US-W-W
Wireless Networks: Fault Tolerance and Routing
Sethi, Adarsh
ORGANIZER: Sethi, Adarsh
Fault tolerance and survivability have long been recognized as important attributes of military communications and networking capabilities. With the increasing use of wireless technologies, particularly mobile ad-hoc networks, which are inherently unreliable, the task of ensuring fault tolerance and survivability for the network resources, services, and applications has become even more challenging. Routing algorithms play an important role in this context because they provide one level of fault tolerance because of their adaptive features, but we still have a long way to go to achieve true application survivability. This unclassified technical session will focus on the techniques, protocols, and algorithms in various protocol layers which can improve the fault tolerance and survivability capabilities of wireless military networks.

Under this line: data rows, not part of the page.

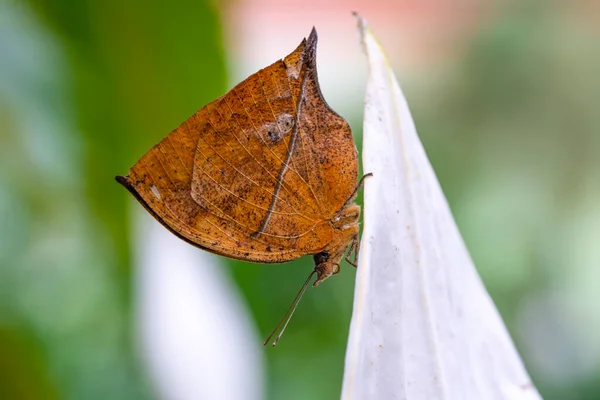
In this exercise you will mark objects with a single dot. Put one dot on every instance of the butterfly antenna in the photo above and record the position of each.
(290, 311)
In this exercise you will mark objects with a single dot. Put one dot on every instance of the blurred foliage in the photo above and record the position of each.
(512, 131)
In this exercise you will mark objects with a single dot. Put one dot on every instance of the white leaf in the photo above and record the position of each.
(423, 325)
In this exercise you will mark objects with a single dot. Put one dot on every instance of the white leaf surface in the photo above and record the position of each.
(423, 325)
(196, 337)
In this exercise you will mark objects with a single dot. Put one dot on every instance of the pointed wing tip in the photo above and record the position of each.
(310, 51)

Adarsh Sethi is a Professor in the Department of Computer & Information Sciences at the University of Delaware, Newark, Delaware, USA. He has an MS in Electrical Engineering and a PhD in Computer Science, both from the Indian Institute of Technology, Kanpur, India. He has served on the faculty at IIT Kanpur, was a visiting faculty at Washington State University, Pullman, WA, and Visiting Scientist at IBM Research Laboratories, Zurich, Switzerland, and at the US Army Research Laboratory, Aberdeen, MD. Dr. Sethi is on the Editorial Advisory Board for the Journal of Network and Systems Management, and on the editorial boards of eTNSM (IEEE electronic Transactions on Network and Service Management), International Journal of Network Management, and Electronic Commerce Research Journal. He was co-Chair of the Program Committee for ISINM '95, and was General and Program Chair for DSOM '98; he is also active on the program committees of numerous conferences. Dr. Sethi's research interests include architectures and protocols for network management, fault management, quality-of-service and resource management, and management of wireless networks.